Friday's Child Page 2
Nick took a fresh grip, slid his feet into the stirrups and began again, and this time, for twelve counts, the thumps were evenly spaced.
‘I did it, Mirry!’ A triumphant grin lit his handsome face, and for a few moments it could have been the Nick of two years ago, with the future his good looks and high intelligence had promised. Only when he extricated himself clumsily from the exercise machine and lurched as he moved to hug her was the illusion dashed.

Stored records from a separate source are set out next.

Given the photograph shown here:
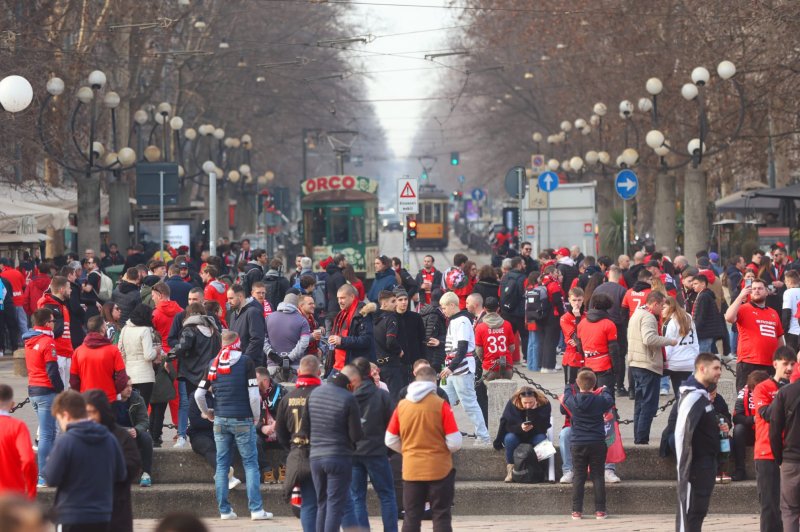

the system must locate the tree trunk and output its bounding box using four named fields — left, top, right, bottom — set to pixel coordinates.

left=683, top=166, right=708, bottom=258
left=76, top=174, right=100, bottom=254
left=653, top=168, right=677, bottom=257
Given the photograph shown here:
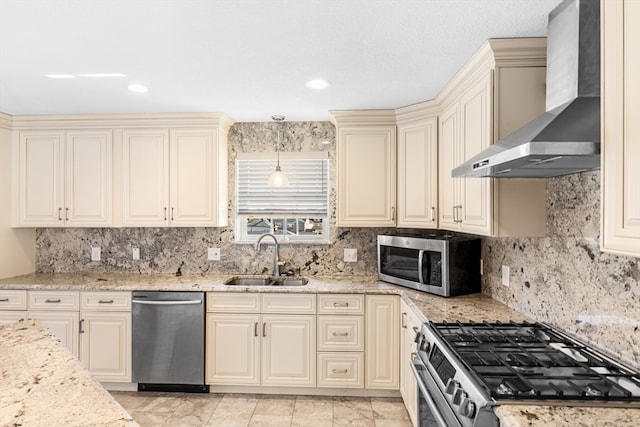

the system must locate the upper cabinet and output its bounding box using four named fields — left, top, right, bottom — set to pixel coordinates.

left=396, top=104, right=438, bottom=228
left=331, top=110, right=396, bottom=227
left=13, top=129, right=113, bottom=227
left=12, top=113, right=231, bottom=227
left=600, top=0, right=640, bottom=257
left=437, top=38, right=546, bottom=237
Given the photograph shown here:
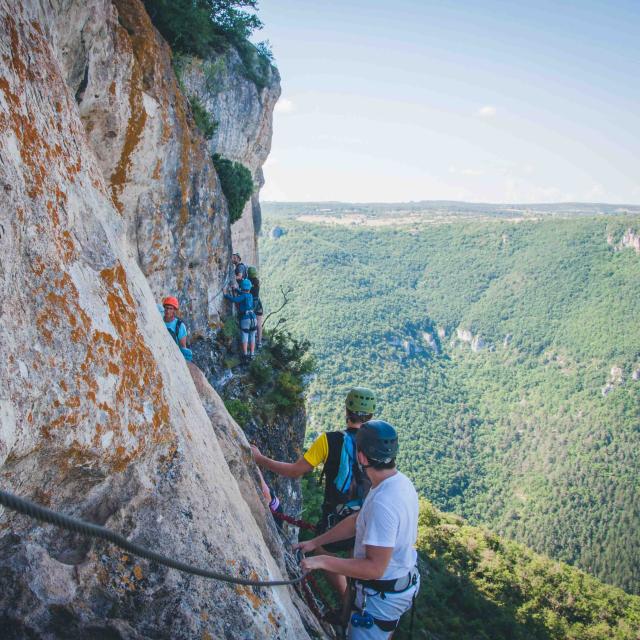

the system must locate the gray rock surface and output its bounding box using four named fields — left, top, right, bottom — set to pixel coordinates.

left=181, top=48, right=280, bottom=265
left=0, top=0, right=318, bottom=639
left=53, top=0, right=230, bottom=335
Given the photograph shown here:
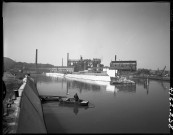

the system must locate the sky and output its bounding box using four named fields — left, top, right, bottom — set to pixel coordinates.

‘Didn’t I always say you could?’ A slight huskiness betrayed the emotions constricting her throat as she hugged him back, her cheek pressing against his damp T-shirt. ‘Ugh!’ She pretended disgust at his sweat-soaked body. ‘You’d better get your shower.’
She sighed as she watched his shambling gait as he left the room. Her constant companion during their growing up years, it had been Nick who had spurred her own ambitions to opt for a career still weighted against females. He’d even wanted to defer his scholarship to Cambridge for a year until Mirry would be ready to leave for university. Perhaps if she hadn’t talked him out of that idea he wouldn’t have been in the wrong place at the wrong time…
But it was no good thinking of might-have-beens. Nick’s accident had happened, cutting short both their careers, because there had been no question of Mirry pursuing her dream of becoming an architect when Nick needed her.
After the dairy, the big, old-fashioned kitchen was cosy.
‘Just look at the weather!’ Mirry said in disgust, ruffling Andrew’s already wind-tousled hair and dropping a kiss on her father’s cheek as they both sat at the big table.
‘Don’t knock it,’ Donald Grey grinned. ‘Good growing weather; at least, it would be if it’d warm up a bit.’
‘All right for your precious plants, but what about Aunt Georgie’s sofa?’ Mirry’s smile belied her grumbling tone.
‘You finished it, then?’ her mother asked from the stove.
‘Two o’clock this morning.’ Mirry reached up to kiss her cheek. Cathy Grey was small compared to her husband and five hulking sons, but Mirry was smaller, the top of her head barely reaching her mother’s ear. With her reddish-brown hair tumbling down her back she looked no more than sixteen, especially as the curves which were a clue to her actual twenty-three years were hidden by her bulky sweater.
‘Oh, darling…’ Cathy Grey’s still pretty face clouded with compunction. ‘Maybe I shouldn’t have pushed you…’
‘What was the rush, anyway?’ Andrew reached for the coffee-pot to refill his cup.
Mirry noticed her mother’s troubled frown. ‘I’ll have some coffee, please, Andrew. And Mum’s right. The sooner the sofa’s returned to the house, the better.’
‘I still don’t see it matters.’ Andrew filled her cup. ‘Jay Elphick’s had one of his heirlooms restored, after all.’
Cathy and Donald exchanged a look of understanding as she took his empty plate and received a caressing pat on her still neat posterior. Though her dark hair was sprinkled with grey and his was fast disappearing, their love was expressed in many such ways every day of their lives.
‘You’ll need the truck, then, Mirry,’ her father said. ‘Do you want Andrew too, to help with the lifting?’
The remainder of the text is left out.